Therasense, Inc. v. Becton, Dickinson and Co., No. 2008-1511 (Fed. Cir. Apr. 26, 2010)

Over twenty years ago, the Federal Circuit described inequitable conduct as “an absolute plague” to both the courts and patentees. Burlington Indus., Inc. v. Dayco Corp., 849 F.2d 1418, 1422 (Fed. Cir. 1988). Judge Linn’s dissent in the vacated January 25, 2010 opinion highlighted the perceived inconsistencies on the standard of materiality underlying an inequitable conduct determination: “[o]ur circuit already entertains five different standards for materiality. I do not think that we need a sixth.” Therasense, Inc. v. Becton, Dickinson and Co., No. 2008-1511, slip op at 15 (Fed. Cir. Jan. 25, 2010) (citing Digital Control, Inc. v. Charles Mach. Works, 427 F.3d 1309, 1315-16 (Fed. Cir. 2006)).

Responding to uncertainty in the standards of inequitable conduct, the Federal Circuit granted the patent holder Abbott’s (Therasense, Inc. is now Abbott Diabetes Care, Inc.) request for a rehearing en banc of the Court’s inequitable conduct affirmance. The order instructs the parties to brief the following key questions related to inequitable conduct:

  1. Should the materiality-intent-balancing framework for inequitable conduct be modified or replaced?
  2. If so, how? In particular, should the standard be tied directly to fraud or unclean hands? See Precision Instrument Mfg. Co. v. Auto. Maint. Mach. Co., 324 U.S. 806 (1945); Hazel-Atlas Glass Co. v. Hartford-Empire Co., 322 U.S. 238 (1944), overruled on other grounds by Standard Oil Co. v. United States, 429 U.S. 17 (1976); Keystone Driller Co. v. Gen. Excavator Co., 290 U.S. 240 (1933). If so, what is the appropriate standard for fraud or unclean hands?
  3. What is the proper standard for materiality? What role should the United States Patent and Trademark Office’s (USPTO) rules play in defining materiality? Should a finding of materiality require that but for the alleged misconduct, one or more claims would not have issued?
  4. Under what circumstances is it proper to infer intent from materiality? See Kingsdown Med. Consultants, Ltd. v. Hollister Inc., 863 F.2d 867 (Fed. Cir. 1988) (en banc).
  5. Should the balancing inquiry (balancing materiality and intent) be abandoned?
  6. Whether the standards for materiality and intent in other federal agency contexts or at common law shed light on the appropriate standards to be applied in the patent context.
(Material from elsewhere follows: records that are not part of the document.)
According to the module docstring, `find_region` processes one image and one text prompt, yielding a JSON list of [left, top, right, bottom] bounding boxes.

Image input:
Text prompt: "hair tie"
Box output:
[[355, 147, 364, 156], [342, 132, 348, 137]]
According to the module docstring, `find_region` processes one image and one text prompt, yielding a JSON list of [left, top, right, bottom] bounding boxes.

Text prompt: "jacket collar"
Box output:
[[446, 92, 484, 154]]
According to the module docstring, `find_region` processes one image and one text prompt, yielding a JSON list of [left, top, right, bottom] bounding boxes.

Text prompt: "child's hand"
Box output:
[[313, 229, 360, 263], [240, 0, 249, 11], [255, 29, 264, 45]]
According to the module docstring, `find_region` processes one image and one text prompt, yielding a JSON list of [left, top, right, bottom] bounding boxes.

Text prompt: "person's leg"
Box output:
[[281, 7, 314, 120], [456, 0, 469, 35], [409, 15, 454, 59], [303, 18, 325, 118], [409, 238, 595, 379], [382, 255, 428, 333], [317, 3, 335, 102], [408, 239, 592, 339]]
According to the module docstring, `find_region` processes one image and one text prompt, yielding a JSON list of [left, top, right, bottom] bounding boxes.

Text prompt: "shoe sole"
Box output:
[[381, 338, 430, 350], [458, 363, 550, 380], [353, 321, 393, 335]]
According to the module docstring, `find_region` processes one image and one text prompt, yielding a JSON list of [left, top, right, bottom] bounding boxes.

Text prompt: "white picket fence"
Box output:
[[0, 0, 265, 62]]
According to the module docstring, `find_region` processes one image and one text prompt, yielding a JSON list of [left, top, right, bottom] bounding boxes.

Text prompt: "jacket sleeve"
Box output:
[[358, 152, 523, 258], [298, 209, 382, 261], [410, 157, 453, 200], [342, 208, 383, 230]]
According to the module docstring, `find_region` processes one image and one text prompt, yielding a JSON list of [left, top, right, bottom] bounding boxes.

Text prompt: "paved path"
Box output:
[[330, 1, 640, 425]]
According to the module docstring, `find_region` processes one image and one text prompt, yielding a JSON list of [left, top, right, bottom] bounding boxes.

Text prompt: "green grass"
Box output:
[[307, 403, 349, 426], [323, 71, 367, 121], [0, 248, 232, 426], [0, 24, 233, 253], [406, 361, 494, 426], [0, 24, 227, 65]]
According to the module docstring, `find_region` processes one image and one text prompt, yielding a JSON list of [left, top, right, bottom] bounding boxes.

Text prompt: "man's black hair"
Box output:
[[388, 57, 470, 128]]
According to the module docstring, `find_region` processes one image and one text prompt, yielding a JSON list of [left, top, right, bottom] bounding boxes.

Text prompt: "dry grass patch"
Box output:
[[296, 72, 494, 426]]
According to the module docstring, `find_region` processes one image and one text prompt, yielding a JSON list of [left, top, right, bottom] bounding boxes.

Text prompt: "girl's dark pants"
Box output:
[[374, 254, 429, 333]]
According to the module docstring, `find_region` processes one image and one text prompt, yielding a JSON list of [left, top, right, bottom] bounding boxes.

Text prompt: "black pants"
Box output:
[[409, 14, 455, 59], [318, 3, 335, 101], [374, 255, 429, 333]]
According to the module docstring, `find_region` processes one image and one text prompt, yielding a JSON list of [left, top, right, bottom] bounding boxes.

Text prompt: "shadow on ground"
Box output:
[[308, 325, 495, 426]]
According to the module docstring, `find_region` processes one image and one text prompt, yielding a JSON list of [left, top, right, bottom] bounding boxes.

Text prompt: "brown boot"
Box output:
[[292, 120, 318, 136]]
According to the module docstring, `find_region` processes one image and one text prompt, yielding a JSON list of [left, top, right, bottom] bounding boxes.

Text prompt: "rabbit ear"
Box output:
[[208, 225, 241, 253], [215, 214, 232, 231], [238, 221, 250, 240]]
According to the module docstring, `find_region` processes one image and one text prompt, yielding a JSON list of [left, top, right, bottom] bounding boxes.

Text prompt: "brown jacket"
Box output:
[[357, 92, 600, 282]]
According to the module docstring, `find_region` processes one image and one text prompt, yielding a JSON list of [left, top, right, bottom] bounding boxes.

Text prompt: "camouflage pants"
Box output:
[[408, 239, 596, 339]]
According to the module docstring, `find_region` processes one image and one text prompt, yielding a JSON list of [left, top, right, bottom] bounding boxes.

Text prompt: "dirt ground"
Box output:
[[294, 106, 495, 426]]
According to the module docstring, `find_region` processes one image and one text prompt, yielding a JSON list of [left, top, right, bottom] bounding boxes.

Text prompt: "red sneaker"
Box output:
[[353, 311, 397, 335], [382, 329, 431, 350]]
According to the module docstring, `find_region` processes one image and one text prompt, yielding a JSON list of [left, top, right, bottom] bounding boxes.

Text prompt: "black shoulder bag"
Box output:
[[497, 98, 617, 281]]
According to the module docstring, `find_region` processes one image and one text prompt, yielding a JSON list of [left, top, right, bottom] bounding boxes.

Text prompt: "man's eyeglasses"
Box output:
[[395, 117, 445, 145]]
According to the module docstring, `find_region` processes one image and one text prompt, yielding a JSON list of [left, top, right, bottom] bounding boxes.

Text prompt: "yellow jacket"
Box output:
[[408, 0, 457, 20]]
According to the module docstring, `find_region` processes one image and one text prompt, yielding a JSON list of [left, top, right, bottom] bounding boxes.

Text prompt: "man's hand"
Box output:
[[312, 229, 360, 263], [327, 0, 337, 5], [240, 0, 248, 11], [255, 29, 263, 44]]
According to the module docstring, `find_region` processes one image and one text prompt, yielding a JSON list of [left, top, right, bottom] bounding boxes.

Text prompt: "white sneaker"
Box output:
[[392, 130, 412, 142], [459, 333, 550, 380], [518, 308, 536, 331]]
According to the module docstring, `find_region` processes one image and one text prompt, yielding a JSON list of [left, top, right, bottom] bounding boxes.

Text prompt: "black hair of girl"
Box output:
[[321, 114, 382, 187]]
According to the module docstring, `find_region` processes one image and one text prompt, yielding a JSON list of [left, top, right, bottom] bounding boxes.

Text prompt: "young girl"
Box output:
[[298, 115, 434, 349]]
The Federal Circuit will entertain briefs of amici curiae, which may be filed without leave of court. Additionally, the court invited the USPTO to file an amicus brief.

The breadth and scope of the questions posed by the Federal Circuit suggests that fundamental changes to the doctrine of inequitable conduct may be forthcoming. The potential changes may significantly impact both patent prosecution practices and litigation strategies.